Workplace bullying is endemic in New Zealand. It has been reported that as many as one in five workers are affected each year, and that New Zealand has higher rates of bullying and harassment than other comparative countries.
It is difficult to understand why this is the case. What is it about us and our workplaces that has led to these outcomes? The answer is not obvious – New Zealanders are generally practical and honest people, we do not have an overt class system, and we have a Prime Minister leading from the front with a culture of kindness.
I could come up with all sorts of theories, including that we are still relatively insular as a country and have less understanding and tolerance of difference, we are “hard workers” and expect everyone to pull their weight, and we also have a natural reluctance to intervene in other people’s issues. Generalisations are dangerous, and these factors along with multiple others, are no doubt contributors.
What we do know is that despite the significant amount of information and education that has been provided over the past 5 years by organisations such as the Ministry of Business and Innovation (“MBIE”), workplace bullying and harassment continues to be a serious problem.
This has led to MBIE undertaking a review as to the nature and extent of bullying and harassment at work in New Zealand. Public consultation closed on 31 March and their pending report will consider what, if any, changes are required to existing employment institutions, such as the mediation service and the way the Employment Relations Authority and WorkSafe operate.
It is clear that culture change needs to continue to occur to reduce the prevalence of workplace bullying and increase the likelihood that it will be “called out”.
But, sadly, workplace bullying will never be eradicated so we need to become a lot better at dealing with it. Currently my experience is that employees are often extremely reluctant to raise complaints of bullying as they are terrified of being viewed as trouble makers or as weak and unable to cope. Further, when they do raise issues these are often dealt with in a formal and legalistic way by their employer.
This is not surprising because the options generally made available to an employee who has been bullied are self-help – confront your bully (often not an appealing option particularly where the bully is your manager); ask a manager or HR to intervene (this may successfully address low level bullying issues); or make a formal complaint. Once a complaint is made a formal process is triggered and the result is generally an investigation in which one party is vindicated and the other is vilified. Either way, relationships are often destroyed.

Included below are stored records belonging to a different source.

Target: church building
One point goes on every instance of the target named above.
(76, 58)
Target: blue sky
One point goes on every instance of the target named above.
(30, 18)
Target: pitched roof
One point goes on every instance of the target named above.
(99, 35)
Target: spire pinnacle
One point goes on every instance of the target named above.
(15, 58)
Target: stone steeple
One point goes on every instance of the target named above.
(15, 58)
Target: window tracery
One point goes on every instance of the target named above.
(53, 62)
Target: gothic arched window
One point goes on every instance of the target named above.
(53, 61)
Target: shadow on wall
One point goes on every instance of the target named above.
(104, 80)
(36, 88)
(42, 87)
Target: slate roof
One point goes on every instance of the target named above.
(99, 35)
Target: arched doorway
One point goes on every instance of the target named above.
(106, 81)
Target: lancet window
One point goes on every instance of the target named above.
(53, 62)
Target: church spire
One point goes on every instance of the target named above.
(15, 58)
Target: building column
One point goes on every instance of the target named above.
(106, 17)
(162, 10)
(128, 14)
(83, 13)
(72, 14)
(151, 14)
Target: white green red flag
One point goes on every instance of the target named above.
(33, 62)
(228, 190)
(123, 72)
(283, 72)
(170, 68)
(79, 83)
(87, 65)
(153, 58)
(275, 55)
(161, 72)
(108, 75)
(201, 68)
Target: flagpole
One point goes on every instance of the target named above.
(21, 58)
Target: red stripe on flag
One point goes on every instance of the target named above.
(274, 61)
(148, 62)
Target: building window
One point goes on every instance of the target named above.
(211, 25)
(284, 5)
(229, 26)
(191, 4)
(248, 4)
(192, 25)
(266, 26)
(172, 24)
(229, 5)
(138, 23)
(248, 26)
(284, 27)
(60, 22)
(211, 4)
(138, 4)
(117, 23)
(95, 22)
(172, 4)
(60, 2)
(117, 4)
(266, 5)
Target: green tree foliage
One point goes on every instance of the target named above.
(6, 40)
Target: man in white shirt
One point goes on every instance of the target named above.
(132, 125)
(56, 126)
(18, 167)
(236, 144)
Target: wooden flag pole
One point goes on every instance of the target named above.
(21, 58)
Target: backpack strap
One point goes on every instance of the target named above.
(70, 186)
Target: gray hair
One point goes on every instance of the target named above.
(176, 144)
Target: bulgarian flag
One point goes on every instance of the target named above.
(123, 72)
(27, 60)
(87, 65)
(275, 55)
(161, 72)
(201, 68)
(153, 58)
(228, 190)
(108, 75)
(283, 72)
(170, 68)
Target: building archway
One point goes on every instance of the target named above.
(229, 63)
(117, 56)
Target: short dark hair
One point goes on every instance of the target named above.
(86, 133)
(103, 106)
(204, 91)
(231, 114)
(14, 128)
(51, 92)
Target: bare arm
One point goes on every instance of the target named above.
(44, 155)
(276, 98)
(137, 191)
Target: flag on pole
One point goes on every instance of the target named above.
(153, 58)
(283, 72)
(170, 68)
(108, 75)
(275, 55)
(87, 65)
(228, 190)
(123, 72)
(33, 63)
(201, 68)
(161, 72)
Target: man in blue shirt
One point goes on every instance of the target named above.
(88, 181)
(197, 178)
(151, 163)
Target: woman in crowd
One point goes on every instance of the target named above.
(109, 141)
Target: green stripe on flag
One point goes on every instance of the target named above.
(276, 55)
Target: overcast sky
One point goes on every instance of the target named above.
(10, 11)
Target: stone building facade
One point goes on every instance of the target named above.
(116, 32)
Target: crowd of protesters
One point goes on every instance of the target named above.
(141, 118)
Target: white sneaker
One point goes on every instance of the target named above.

The other problem with investigations is that there is often a lack of genuine or perceived independence brought to these processes. It is not unusual for employers to form a view as to where the problem is, then to conduct an investigation to establish or prove this subconscious or conscious bias. Alternatively an independent investigator may be appointed, but this can be very expensive and result in a lengthy process, so is not a realistic option for some employers.
In my view what is needed is the creation of a new government agency solely to deal with bullying and harassment at work. This agency could provide a completely independent and confidential service, and to deal with issues without an employee’s employer necessarily needing to be involved or know about it. For example if both a complainant and the person complained about agreed to attend facilitated relationship counselling and with the assistance of an independent person were able to resolve their issues, that might be the end of it.
There would, of course, need to be an escalation pathway whereby the employer was informed if either party wanted that to occur, or if the potential for serious harm was identified.
Where early resolution was not possible, this agency could conduct or facilitate a panel of approved providers to undertake workplace investigations that would be truly independent and which both parties could have confidence in.
An agency such as this should not usurp an employer’s decision making in relation to disciplinary matters, but employers could be required to justify why they did not implement any recommendations made.
It would also help to amend the Employment Relations Act to make it unlawful to discriminate against a person who has made a bullying complaint. This protection already exists where a person has raised a personal grievance, so it would not be difficult to extend this.
The reality is that most employers are not well equipped to deal with bullying themselves and so there is a strong case for an independent agency to be established to provide a greater level of support and objectivity. Whilst we can not set up new Government agencies to address every issue, the damage inflicted by bullying on workplaces and the people within them, means that the investment would undoubtedly be justified.